This story was originally published on My Jewish Learning.
(JTA) — As we enter 2024, many of us are feeling a sense of uncertainty, even wariness, in our bones.
The events that exploded onto the world stage during the last months of 2023 — the brutal attacks on Israeli Jews by Hamas on Oct. 7, followed by Israel’s incursion into Gaza and the ensuing rise of antisemitic incidents around the world — have set off waves of shock, grief and apprehension for Jewish people everywhere. As a rabbi and psychotherapist, I have received many anxious calls and notes.
“I barely identify as Jewish,” one business executive confessed to me over the phone. “Yet I’m unbelievably triggered. Can you help me understand why?”
“For the first time in my life I feel unsafe,” a Jewish student wrote to me. “I suddenly know what my ancestors felt when they had to hide their true identity.”
“I feel ‘re-traumatized’ by all the violence and the resurgence of antisemitism, even though I’ve never directly experienced either one in my lifetime,” a client reported.
Emotions are, by definition, non-rational. But for many of us, our strong reactions to the recent events in and around Israel have felt disproportionate, confusing and sometimes uncanny. One way to understand this is to see them as having roots in earlier times. In this sense, the attacks on innocent Jews on Oct. 7 reverberate with a kind of biological memory of traumas that we ourselves may never have experienced, but whose residues nevertheless live within us.
Sound like a bubbe mayseh (grandmother’s tale)? Or a teaching from an obscure kabbalistic text? In fact, the notion that trauma residues can be transmitted intergenerationally is based on clinical studies in a relatively new field called behavioral epigenetics. These multi-decade studies demonstrate that younger generations can be deeply imprinted by the extreme life experiences that their ancestors endured, years before they themselves arrived on the scene.

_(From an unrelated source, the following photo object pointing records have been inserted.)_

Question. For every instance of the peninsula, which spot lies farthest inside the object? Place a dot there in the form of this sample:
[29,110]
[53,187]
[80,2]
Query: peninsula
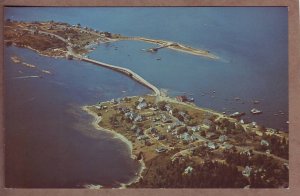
[178,144]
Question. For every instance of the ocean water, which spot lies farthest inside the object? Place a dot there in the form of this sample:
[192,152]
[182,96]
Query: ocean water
[253,65]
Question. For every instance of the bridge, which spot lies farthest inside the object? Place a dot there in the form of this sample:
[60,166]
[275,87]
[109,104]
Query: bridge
[126,72]
[122,70]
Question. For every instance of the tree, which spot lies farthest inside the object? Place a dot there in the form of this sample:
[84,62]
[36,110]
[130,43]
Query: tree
[161,105]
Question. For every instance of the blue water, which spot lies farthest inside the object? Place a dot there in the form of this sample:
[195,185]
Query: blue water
[251,43]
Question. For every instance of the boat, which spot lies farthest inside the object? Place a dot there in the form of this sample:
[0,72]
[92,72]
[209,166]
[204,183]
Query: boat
[237,114]
[255,111]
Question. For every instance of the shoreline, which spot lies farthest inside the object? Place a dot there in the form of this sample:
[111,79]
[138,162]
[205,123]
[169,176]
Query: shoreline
[117,135]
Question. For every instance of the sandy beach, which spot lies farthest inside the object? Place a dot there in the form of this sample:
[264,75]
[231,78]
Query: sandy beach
[95,123]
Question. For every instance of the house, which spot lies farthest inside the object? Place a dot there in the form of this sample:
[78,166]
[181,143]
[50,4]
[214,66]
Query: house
[168,107]
[138,118]
[211,146]
[113,101]
[166,119]
[134,128]
[223,138]
[210,135]
[141,105]
[141,99]
[153,130]
[247,171]
[160,149]
[227,146]
[160,137]
[195,128]
[131,115]
[142,137]
[188,170]
[139,132]
[247,152]
[264,143]
[207,122]
[185,136]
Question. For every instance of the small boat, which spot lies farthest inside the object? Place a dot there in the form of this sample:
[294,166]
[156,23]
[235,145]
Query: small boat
[237,114]
[256,102]
[190,99]
[255,111]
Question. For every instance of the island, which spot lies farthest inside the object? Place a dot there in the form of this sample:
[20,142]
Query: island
[178,144]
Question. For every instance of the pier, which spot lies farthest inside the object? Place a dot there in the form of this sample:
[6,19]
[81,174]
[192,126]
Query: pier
[126,72]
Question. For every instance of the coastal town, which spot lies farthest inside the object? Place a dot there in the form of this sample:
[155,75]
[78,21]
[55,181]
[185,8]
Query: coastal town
[177,140]
[178,144]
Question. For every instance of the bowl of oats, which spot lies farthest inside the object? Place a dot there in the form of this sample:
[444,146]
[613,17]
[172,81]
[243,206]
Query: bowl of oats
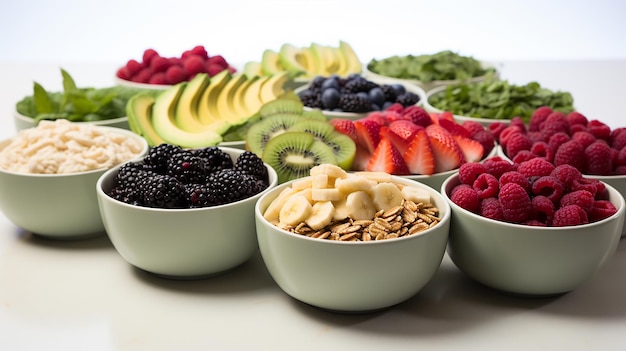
[185,213]
[48,175]
[352,242]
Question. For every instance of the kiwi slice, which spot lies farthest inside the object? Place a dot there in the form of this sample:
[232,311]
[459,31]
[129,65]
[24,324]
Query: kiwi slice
[343,147]
[293,154]
[262,131]
[281,106]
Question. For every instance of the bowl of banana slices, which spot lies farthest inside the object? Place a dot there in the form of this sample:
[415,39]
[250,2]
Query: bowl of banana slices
[330,239]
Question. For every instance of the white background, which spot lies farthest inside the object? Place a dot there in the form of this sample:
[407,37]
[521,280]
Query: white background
[116,30]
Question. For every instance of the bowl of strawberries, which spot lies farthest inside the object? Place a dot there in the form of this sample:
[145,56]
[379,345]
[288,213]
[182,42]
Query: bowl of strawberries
[410,142]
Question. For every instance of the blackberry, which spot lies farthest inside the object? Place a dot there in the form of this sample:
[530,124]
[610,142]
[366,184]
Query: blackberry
[354,103]
[162,191]
[249,163]
[159,155]
[214,159]
[408,99]
[229,185]
[187,167]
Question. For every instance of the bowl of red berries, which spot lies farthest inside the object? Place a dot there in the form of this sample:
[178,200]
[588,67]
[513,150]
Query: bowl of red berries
[355,96]
[531,228]
[184,213]
[156,71]
[589,145]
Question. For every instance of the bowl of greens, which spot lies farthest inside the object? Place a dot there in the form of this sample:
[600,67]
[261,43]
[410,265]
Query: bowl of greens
[430,71]
[495,101]
[98,106]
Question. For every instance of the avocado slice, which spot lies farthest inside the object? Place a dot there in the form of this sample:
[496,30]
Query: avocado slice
[139,112]
[163,117]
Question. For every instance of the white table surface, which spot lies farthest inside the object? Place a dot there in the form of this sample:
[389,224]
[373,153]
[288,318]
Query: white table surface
[82,295]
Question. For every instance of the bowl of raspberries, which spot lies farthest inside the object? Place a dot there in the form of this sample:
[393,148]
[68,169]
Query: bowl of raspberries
[591,146]
[355,96]
[184,213]
[531,228]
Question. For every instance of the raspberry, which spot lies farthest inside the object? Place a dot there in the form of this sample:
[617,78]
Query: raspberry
[496,165]
[599,157]
[576,118]
[536,167]
[601,209]
[486,185]
[491,208]
[543,209]
[549,187]
[175,74]
[570,153]
[582,198]
[159,64]
[516,203]
[514,177]
[468,172]
[599,129]
[466,197]
[522,156]
[542,149]
[194,64]
[517,142]
[486,139]
[566,174]
[497,128]
[558,139]
[584,138]
[538,117]
[569,215]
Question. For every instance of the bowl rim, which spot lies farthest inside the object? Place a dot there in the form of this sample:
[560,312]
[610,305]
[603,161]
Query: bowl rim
[144,149]
[446,217]
[621,209]
[109,173]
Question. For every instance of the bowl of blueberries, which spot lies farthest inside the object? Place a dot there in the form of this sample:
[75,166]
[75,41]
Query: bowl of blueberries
[355,96]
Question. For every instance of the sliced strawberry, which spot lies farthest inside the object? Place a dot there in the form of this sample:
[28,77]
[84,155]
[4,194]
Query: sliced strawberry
[386,158]
[419,157]
[398,141]
[472,150]
[447,152]
[454,128]
[405,129]
[345,126]
[368,133]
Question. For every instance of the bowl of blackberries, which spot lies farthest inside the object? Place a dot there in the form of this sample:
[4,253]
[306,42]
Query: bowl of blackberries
[185,213]
[355,96]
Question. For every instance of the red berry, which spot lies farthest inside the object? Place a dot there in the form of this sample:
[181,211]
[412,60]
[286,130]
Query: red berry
[572,153]
[516,203]
[549,187]
[466,197]
[599,159]
[486,185]
[491,208]
[543,209]
[569,215]
[468,172]
[536,167]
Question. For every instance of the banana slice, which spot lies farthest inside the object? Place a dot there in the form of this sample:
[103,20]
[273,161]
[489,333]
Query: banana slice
[321,215]
[360,206]
[416,195]
[386,196]
[295,210]
[329,194]
[273,210]
[354,183]
[333,171]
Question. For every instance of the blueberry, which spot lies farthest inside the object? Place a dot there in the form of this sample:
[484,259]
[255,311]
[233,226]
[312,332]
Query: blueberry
[377,96]
[330,98]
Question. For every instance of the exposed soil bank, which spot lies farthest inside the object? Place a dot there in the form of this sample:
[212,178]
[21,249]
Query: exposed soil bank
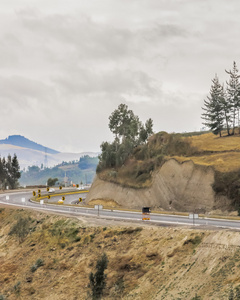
[176,186]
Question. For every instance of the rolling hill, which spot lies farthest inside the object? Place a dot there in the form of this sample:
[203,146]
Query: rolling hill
[30,153]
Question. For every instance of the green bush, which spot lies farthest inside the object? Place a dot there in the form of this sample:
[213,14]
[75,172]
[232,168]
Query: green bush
[21,228]
[97,281]
[39,263]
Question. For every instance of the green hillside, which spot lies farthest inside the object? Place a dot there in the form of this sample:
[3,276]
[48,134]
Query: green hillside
[76,171]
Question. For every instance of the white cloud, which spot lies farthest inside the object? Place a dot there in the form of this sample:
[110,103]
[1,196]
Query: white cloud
[65,66]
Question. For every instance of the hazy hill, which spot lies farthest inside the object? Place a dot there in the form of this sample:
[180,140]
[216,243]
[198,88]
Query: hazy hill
[21,141]
[79,171]
[30,153]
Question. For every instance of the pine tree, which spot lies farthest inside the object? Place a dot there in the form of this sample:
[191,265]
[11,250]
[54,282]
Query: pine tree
[213,108]
[226,109]
[233,95]
[15,171]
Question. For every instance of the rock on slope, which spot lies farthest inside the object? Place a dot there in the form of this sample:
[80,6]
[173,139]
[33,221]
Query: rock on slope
[176,186]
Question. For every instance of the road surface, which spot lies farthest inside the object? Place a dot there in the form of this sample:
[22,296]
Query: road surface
[23,199]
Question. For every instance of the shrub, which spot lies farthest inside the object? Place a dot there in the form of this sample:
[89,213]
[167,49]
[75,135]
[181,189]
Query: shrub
[20,229]
[98,280]
[17,288]
[39,263]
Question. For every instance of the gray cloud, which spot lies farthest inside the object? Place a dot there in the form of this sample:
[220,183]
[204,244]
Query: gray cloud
[65,68]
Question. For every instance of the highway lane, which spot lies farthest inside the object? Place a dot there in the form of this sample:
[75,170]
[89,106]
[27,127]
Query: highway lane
[22,199]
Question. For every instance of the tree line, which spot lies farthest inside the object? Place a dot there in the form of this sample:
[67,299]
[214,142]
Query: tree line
[222,106]
[9,172]
[129,133]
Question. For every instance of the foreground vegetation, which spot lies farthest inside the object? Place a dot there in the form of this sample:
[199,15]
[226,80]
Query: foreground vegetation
[9,172]
[57,255]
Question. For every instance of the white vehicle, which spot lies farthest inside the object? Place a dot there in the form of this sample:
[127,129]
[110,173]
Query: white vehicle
[80,188]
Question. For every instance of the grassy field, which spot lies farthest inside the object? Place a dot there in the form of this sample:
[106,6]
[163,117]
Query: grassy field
[221,153]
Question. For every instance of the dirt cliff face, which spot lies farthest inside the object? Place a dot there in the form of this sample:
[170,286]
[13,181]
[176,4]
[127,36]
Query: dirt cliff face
[176,186]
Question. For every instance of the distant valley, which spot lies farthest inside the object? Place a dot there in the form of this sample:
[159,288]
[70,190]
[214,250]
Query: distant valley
[30,153]
[39,163]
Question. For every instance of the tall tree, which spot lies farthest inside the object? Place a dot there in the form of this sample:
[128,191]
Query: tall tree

This means, for example, that Jews whose great-grandparents survived the violence of the Russian pogroms, or whose grandparents hid from the Nazis with little food or light, or whose parents witnessed the bloody Farhud in Iraq in 1941, may carry within them a kind of cellular byproduct of their ancestors’ adverse life experiences. These molecular vestiges hold fast to genetic scaffolding. Though the DNA itself remains unchanged, how those genes express themselves can indeed be affected. Such epigenetic changes may make us more vulnerable to post-traumatic stress disorder, more sensitive to stresses in the environment, and can at times leave us with a predisposition to anxiety or depression.
Because I am more poet than scientist, the following vivid description by journalist Dan Hurley brought epigenetics to life for me. It also struck me as exceedingly Jewish: “Like silt deposited on the cogs of a finely tuned machine after the seawater of a tsunami recedes, our experiences, and those of our forebears, are never gone, even if they have been forgotten.”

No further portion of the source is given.